En este contexto, Nuevo Diario realizó un recorrido por diferentes locales en La Banda, para dialogar con carniceros sobre la demanda de los cortes para asado. «La verdad es que la gente no deja de consumir asado, pero sin duda lo hacen con menos frecuencia y compran cantidades más pequeñas. Esto es algo que hemos notado en los últimos meses. Por ejemplo, en la última fecha especial, el Día del Niño, solíamos vender mucho, pero este año no fue así. Lamentablemente, ya anticipábamos esto porque notamos que la gente se restringe significativamente cuando se trata de comprar carne de vaca», comentó Julián, propietario de una carnicería en el barrio Palermo.

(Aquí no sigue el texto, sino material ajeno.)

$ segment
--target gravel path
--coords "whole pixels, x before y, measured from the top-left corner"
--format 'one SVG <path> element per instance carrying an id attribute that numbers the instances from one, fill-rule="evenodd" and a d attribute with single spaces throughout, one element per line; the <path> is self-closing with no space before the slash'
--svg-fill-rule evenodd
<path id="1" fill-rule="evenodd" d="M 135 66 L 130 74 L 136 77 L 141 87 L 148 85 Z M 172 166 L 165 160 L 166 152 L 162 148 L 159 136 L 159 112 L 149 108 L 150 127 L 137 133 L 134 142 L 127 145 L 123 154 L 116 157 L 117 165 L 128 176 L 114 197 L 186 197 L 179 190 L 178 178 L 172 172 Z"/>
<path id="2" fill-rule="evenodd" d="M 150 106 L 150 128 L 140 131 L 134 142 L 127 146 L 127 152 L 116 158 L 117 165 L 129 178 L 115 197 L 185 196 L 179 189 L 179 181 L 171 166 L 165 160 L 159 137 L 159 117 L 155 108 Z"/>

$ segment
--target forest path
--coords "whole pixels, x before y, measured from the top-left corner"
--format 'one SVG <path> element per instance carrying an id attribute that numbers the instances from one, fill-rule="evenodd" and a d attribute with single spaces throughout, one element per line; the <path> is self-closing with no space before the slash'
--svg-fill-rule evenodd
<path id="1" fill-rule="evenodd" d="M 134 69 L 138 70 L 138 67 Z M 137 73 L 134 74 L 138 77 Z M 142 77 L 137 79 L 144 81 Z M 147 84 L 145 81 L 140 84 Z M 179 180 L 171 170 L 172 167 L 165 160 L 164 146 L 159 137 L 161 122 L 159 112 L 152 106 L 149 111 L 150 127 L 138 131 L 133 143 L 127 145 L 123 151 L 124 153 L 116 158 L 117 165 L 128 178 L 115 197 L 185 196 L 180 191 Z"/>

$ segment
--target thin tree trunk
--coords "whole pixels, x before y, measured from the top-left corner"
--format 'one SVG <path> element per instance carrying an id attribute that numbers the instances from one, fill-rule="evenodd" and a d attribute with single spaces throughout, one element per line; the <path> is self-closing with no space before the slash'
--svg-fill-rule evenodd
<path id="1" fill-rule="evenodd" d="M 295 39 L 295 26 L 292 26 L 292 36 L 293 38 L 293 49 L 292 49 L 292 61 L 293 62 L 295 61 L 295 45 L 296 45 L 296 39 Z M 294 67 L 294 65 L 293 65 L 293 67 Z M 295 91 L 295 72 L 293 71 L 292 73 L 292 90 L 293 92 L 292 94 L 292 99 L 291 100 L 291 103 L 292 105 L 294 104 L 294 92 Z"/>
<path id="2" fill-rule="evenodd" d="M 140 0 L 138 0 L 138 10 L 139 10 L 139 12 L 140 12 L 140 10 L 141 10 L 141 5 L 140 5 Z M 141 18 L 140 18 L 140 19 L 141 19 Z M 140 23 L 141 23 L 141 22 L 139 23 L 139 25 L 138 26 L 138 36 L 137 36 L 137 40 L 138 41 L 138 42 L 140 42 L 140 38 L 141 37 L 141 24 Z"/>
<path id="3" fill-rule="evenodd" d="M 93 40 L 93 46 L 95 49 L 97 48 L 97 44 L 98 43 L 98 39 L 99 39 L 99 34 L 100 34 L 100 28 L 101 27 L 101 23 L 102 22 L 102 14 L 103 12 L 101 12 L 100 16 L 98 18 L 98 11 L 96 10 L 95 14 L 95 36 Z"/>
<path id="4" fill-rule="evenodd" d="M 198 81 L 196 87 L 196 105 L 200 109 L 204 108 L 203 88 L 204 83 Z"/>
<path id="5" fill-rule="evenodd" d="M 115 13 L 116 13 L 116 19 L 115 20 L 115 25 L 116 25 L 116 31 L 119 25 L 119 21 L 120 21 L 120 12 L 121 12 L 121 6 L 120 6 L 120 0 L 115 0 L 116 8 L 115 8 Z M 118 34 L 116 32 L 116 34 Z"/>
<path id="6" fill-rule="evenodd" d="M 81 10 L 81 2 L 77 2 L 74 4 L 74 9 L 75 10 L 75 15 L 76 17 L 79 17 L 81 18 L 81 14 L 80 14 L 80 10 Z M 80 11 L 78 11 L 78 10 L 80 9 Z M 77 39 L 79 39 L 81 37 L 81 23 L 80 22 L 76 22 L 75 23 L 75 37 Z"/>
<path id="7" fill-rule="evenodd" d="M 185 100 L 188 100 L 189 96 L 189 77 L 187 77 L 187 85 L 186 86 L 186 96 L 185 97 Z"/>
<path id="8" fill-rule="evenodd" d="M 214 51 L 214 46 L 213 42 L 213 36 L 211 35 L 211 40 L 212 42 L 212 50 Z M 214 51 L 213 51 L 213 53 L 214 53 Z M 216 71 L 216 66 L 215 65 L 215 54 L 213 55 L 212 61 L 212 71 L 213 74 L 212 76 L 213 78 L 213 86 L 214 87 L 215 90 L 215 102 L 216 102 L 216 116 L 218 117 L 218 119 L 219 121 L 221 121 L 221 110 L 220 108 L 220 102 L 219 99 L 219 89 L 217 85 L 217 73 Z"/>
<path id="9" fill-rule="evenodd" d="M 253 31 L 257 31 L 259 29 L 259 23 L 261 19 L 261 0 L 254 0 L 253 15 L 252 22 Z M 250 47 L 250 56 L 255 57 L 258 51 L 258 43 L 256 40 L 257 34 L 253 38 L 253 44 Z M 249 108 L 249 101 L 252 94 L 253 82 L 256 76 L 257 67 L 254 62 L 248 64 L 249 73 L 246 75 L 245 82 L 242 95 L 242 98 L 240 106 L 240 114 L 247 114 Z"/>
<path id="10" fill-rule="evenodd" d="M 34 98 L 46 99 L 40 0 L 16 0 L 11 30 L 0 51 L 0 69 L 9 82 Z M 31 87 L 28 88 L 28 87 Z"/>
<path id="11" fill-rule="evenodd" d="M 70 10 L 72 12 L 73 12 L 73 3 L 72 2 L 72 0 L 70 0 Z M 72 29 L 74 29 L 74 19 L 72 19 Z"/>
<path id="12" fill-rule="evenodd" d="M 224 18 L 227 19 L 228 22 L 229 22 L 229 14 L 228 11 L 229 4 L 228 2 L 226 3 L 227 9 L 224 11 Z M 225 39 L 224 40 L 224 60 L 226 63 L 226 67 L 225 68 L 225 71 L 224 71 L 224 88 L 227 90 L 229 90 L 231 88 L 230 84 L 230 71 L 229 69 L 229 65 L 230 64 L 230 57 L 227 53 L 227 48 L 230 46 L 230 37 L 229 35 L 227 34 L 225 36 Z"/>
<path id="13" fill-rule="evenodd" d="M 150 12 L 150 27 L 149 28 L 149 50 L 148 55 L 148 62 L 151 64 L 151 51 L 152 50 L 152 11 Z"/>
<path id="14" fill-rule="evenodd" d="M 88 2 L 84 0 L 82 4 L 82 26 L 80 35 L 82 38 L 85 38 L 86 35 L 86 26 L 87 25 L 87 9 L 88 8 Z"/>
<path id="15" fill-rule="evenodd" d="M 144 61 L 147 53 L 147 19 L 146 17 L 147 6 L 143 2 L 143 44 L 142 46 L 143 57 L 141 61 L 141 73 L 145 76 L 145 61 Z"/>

«Esta situación la venimos enfrentando todo el año. Poco a poco perdimos la esperanza de tener ventas aseguradas en las fechas especiales y los domingos. Los continuos aumentos y la baja demanda son muy preocupantes, porque mi negocio es el sustento de mi familia, y si no vendemos, no comemos», expresó Julián al hablar sobre la situación a la que se enfrenta cada día.
Alternativas
Por otro lado, quienes también venden carne de cerdo y pollo, señalaron que la carne de cerdo es una opción muy popular para los asados debido a su menor costo en comparación con la carne de vaca.

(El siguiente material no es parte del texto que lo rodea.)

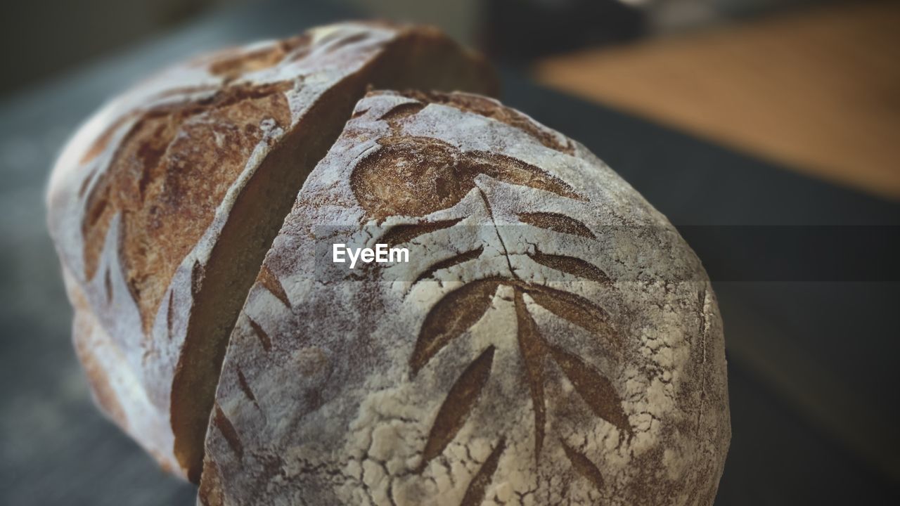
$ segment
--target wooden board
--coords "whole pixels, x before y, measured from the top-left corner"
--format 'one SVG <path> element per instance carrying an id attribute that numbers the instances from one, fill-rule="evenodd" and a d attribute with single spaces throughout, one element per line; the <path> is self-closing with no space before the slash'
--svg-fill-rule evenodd
<path id="1" fill-rule="evenodd" d="M 900 2 L 801 10 L 537 64 L 539 82 L 900 198 Z"/>

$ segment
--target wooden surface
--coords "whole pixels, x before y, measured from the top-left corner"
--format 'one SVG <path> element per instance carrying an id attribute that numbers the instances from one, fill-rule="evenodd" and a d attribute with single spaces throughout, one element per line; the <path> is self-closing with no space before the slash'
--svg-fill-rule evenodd
<path id="1" fill-rule="evenodd" d="M 555 57 L 535 76 L 900 199 L 900 2 L 842 3 Z"/>
<path id="2" fill-rule="evenodd" d="M 43 203 L 67 136 L 105 99 L 167 62 L 356 15 L 333 5 L 254 4 L 0 101 L 0 505 L 195 502 L 195 487 L 163 473 L 101 417 L 75 358 Z M 708 227 L 706 246 L 689 241 L 714 274 L 716 262 L 741 268 L 772 252 L 784 256 L 774 240 L 760 241 L 768 248 L 761 253 L 736 256 L 714 240 L 721 227 L 900 225 L 900 204 L 554 93 L 517 73 L 505 75 L 504 85 L 507 104 L 584 143 L 673 222 Z M 715 284 L 733 428 L 717 506 L 900 503 L 900 481 L 884 460 L 896 462 L 900 447 L 892 429 L 900 423 L 893 400 L 900 276 L 837 283 L 825 275 L 816 283 Z M 873 444 L 881 451 L 868 451 Z"/>

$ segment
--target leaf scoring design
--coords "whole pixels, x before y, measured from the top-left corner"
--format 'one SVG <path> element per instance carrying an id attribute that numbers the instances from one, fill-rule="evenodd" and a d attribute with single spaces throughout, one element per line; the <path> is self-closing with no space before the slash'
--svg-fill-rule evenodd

Lo mismo ocurre con el pollo. «Aunque a algunos no les gusta usar pollo para asado, se ha convertido en una opción viable en la actualidad. Un pollo en la parrilla puede alimentar fácilmente a cuatro personas y cuesta entre $ 10.000 y $ 12.000. Si se quisiera comprar carne para cuatro personas, se gastaría al menos $ 20.000», comentaron.
Los precios
Carne de vaca: Los cortes para asado, que incluyen costillas, bocado de lomo y matambre, tienen un valor de $ 10.000 por kilo. El vacío, keperí y tapa de asado cuestan $ 11.000, mientras que el chorizo y la morcilla cuestan $ 8.000 por kilo.
Carne de cerdo: La costilla y el matambre tienen un costo de $ 5.500 por kilo.
Pollo: El precio por kilo es de $ 5.000, mientras que solo la pata muslo cuesta $ 4.500 por kilo. «Suele usarse también mucho para poner a la parrilla, más que otras partes del pollo», comentaron.
Los precios pueden variar según la carnicería y la calidad de la carne, «depende de la zona y si es vaca o ternero lo que se vende», dijeron.